When a state court mechanistically applies a rape-shield statute to exclude indispensable evidence of a victim’s sexual history, habeas relief may be warranted. That situation, however, is not before us today. The Michigan Court of Appeals properly stated the relevant constitutional principles and conducted a reasonable review of the trial court’s evidentiary rulings in light of these constitutional principles. Swathwood, 2003 WL 1880143, at *1 (acknowledging need to balance interests protected by rape-shield statute with defendant’s right to confrontation). The Michigan Court of Appeals considered the probative value of the excluded evidence and concluded that the trial court did not err in excluding some, but not all, of the victim’s past sexual conduct. Id. at *3. The added probative value of the excluded evidence was indeed questionable, and the state court’s application of the rape-shield statute was neither arbitrary nor disproportionate to the state’s interests in exclusion in this case. Even assuming that it was a close question whether the excluded evidence should have been admitted, the state court’s decision upon balancing these interests was not unreasonable. I there*524fore concur in the judgment reversing the district court.
. The plurality’s error also rests on its excessive reliance on Michigan Supreme Court opinions. The plurality suggests, without support, that because the Michigan Supreme Court routinely excludes purportedly highly relevant evidence under the Michigan rape-shield statute, the Michigan Court of Appeals opinion could not have unreasonably excluded the proffered evidence in Gagne's case. Plur. Op. at 516-18.

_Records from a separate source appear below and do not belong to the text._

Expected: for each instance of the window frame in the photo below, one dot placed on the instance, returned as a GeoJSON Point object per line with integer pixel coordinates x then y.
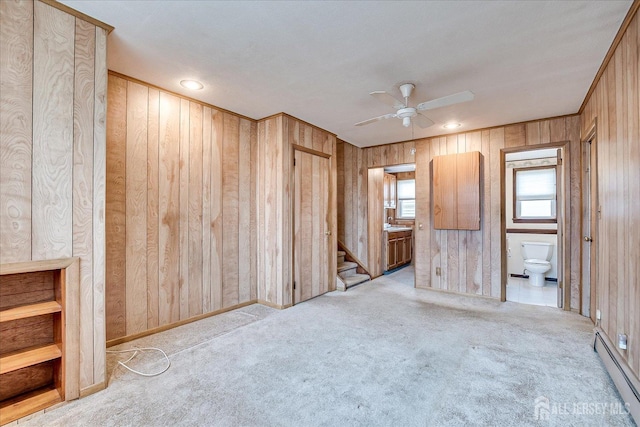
{"type": "Point", "coordinates": [398, 199]}
{"type": "Point", "coordinates": [515, 198]}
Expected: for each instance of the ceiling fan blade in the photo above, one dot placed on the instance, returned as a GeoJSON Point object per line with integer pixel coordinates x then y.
{"type": "Point", "coordinates": [375, 119]}
{"type": "Point", "coordinates": [456, 98]}
{"type": "Point", "coordinates": [388, 99]}
{"type": "Point", "coordinates": [422, 121]}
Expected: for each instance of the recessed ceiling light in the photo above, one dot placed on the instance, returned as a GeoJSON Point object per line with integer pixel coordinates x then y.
{"type": "Point", "coordinates": [191, 84]}
{"type": "Point", "coordinates": [451, 125]}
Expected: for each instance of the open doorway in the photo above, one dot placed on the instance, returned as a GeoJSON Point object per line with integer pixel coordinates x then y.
{"type": "Point", "coordinates": [533, 212]}
{"type": "Point", "coordinates": [391, 213]}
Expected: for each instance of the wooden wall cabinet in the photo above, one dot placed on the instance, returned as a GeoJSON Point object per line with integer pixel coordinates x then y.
{"type": "Point", "coordinates": [389, 191]}
{"type": "Point", "coordinates": [39, 336]}
{"type": "Point", "coordinates": [456, 191]}
{"type": "Point", "coordinates": [398, 248]}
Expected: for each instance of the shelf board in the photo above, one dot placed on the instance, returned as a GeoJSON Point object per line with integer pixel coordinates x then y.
{"type": "Point", "coordinates": [30, 403]}
{"type": "Point", "coordinates": [21, 359]}
{"type": "Point", "coordinates": [30, 310]}
{"type": "Point", "coordinates": [35, 266]}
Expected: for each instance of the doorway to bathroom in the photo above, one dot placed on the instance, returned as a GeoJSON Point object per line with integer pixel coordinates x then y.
{"type": "Point", "coordinates": [391, 219]}
{"type": "Point", "coordinates": [533, 212]}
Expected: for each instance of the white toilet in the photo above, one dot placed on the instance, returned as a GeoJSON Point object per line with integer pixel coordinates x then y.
{"type": "Point", "coordinates": [536, 260]}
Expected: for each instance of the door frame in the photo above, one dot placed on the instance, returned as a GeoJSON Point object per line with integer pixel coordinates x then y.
{"type": "Point", "coordinates": [331, 220]}
{"type": "Point", "coordinates": [564, 255]}
{"type": "Point", "coordinates": [590, 142]}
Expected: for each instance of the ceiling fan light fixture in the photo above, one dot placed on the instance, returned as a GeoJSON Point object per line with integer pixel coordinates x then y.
{"type": "Point", "coordinates": [451, 125]}
{"type": "Point", "coordinates": [191, 84]}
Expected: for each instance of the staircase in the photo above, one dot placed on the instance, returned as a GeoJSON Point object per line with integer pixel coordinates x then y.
{"type": "Point", "coordinates": [347, 273]}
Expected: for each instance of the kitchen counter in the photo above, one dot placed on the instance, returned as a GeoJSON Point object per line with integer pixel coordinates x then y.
{"type": "Point", "coordinates": [398, 228]}
{"type": "Point", "coordinates": [397, 247]}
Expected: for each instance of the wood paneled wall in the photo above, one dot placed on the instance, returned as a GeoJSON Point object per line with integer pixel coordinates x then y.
{"type": "Point", "coordinates": [615, 108]}
{"type": "Point", "coordinates": [277, 135]}
{"type": "Point", "coordinates": [181, 225]}
{"type": "Point", "coordinates": [52, 147]}
{"type": "Point", "coordinates": [470, 261]}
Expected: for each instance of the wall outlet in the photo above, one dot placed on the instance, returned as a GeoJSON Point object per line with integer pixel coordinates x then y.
{"type": "Point", "coordinates": [622, 341]}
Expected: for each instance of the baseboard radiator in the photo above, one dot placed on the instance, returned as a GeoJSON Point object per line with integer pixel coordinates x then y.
{"type": "Point", "coordinates": [626, 382]}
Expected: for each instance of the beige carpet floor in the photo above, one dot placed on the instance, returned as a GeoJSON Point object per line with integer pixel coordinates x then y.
{"type": "Point", "coordinates": [382, 353]}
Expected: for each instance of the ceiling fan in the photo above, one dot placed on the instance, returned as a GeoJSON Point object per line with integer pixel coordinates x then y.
{"type": "Point", "coordinates": [407, 113]}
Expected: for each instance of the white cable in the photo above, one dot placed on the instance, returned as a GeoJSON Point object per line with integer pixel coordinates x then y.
{"type": "Point", "coordinates": [135, 351]}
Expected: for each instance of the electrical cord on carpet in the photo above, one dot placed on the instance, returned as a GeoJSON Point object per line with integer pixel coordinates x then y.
{"type": "Point", "coordinates": [135, 351]}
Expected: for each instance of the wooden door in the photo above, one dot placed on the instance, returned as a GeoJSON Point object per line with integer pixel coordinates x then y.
{"type": "Point", "coordinates": [312, 226]}
{"type": "Point", "coordinates": [589, 222]}
{"type": "Point", "coordinates": [392, 253]}
{"type": "Point", "coordinates": [408, 246]}
{"type": "Point", "coordinates": [561, 208]}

. Defense counsel also never proffered that the Bermudez incident involved the use of "a whip” and a "blue champagne bottle” as the dissent implies. Dissent Op. at 533. The proffer with respect to those items was that "it was common practice” for the victim and Gagne to use such items during their consensual sexual encounters. R. 23-4 (Def.’s Mot. and Offer of Proof at ¶ 4). The trial court specifically allowed the victim to be questioned regarding the use of such objects; the victim admitted to the consensual use of a whip but denied ever using a wine bottle.